In the era of blitz scaling and 10X growth strategies, is there still room for firms to adopt good, old fashioned, incremental growth? Would companies such as Manji, or Chandaria, or Davis and Shirtliff grow to their current level if they were founded today rather than decades ago?

Would their founders, beginning today, focus on rapid, push-based expansion, or would they refine their service proposition and solidify their customer base then manage the resulting pull-based growth? These questions give me pause.

I am no detractor of technology or scale. I champion business growth. What I struggle with is committing to arbitrary expansion plans. Granted, growth is good, but should it be pursued purely for its own sake? Shouldn’t growth be at the service of the company’s mission and vision?

Even with their seemingly ostentatious plans to hit ever growing turnovers and reach ever growing customer numbers, I think business owners are more in danger of limiting themselves than of dreaming big.

It seems to me that it is more popular to take the shinier, more pompous route of quick growth rather than the arduous and boring yet more solid, purpose-driven way.
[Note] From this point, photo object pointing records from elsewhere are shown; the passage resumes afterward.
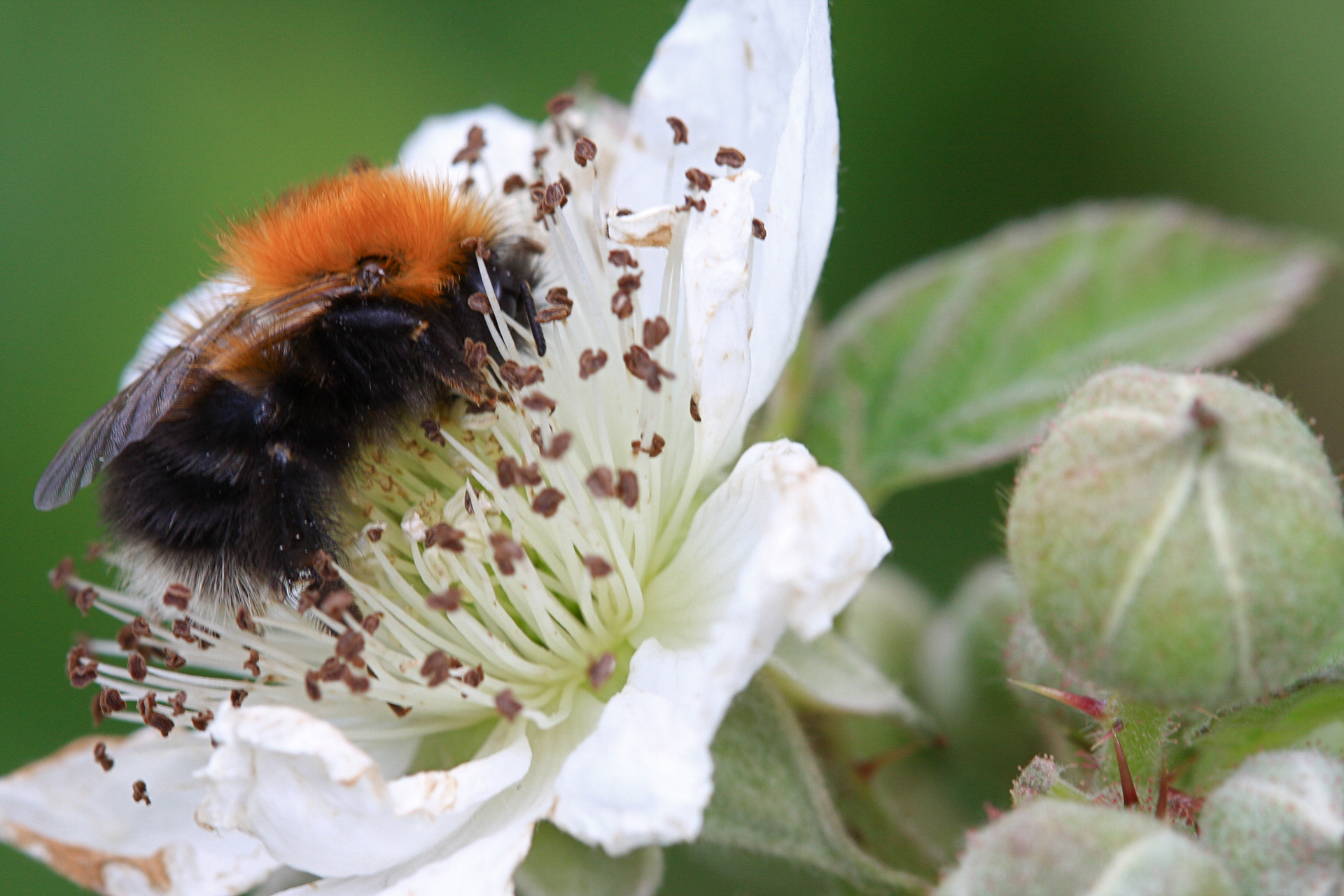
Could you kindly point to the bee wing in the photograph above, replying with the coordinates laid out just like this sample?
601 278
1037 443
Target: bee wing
124 419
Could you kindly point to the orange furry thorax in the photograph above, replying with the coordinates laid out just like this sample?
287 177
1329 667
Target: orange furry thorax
327 229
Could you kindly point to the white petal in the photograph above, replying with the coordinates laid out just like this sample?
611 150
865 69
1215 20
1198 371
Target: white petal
780 543
717 265
296 783
755 76
828 672
181 318
479 859
81 820
508 147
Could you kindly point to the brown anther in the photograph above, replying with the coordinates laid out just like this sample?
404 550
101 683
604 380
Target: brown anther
324 566
559 445
628 488
111 701
127 638
699 181
730 158
315 691
176 596
61 574
645 368
100 755
601 482
441 535
655 332
547 501
436 668
553 314
470 153
601 671
356 684
505 552
554 197
475 354
350 645
182 630
507 704
539 402
598 567
336 603
448 602
559 102
592 362
585 150
84 599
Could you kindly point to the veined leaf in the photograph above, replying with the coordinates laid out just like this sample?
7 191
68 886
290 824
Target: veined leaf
958 362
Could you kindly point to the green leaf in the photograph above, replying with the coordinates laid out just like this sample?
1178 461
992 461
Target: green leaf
771 801
1308 715
956 363
559 865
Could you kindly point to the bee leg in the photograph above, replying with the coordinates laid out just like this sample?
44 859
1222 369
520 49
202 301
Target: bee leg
530 309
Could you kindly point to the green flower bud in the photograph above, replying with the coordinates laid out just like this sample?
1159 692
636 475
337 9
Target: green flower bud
1179 538
1278 824
1058 848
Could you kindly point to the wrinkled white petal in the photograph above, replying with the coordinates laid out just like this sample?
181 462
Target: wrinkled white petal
296 783
67 812
508 147
755 76
479 860
781 543
717 265
647 227
828 672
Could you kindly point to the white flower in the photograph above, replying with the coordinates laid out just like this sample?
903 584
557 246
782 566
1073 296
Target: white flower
558 597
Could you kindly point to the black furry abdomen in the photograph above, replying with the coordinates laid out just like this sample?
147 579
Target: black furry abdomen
245 480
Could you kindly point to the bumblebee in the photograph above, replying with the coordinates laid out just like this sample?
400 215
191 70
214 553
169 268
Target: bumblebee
349 307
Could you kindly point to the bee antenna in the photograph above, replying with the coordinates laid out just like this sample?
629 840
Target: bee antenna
530 308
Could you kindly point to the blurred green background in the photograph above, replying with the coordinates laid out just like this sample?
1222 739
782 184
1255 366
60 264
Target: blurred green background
130 130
We like to throw in buzzwords such as “blockchain” to our business ideas to make them seem cleverer, or we frantically monitor our digital footprint to see how it is spreading. These are good things, but only when subject to a compelling mission.

Even for successful technology companies that achieved massive scale, they took time to properly develop their products before they begun to gain traction.

Running a business is a dance full of paradoxes: moving fast and moving slow; doing unscalable things while hacking the formula to scale; creating a market product and then tearing it apart to figure what elements make up its core; and so on.

Running a business is about balance and timing. Putting out a product prematurely, or taking on growth before the firm has the structures to absorb it is a fatal mistake.

As obvious as this seems, the most successful businesses are those that solve a market problem. Although this truism has been belaboured, perhaps the saying has not properly sunk in yet.

Market problems do not have to be unusually novel and out of this world; in fact, the simplest solutions are often the best ones.

Find out what makes your target clients tick before you ramp up your sales efforts. To do anything else would be to work in reverse. Slow and steady wins the race. Take your time to build a service proposition that customers will find irresistible.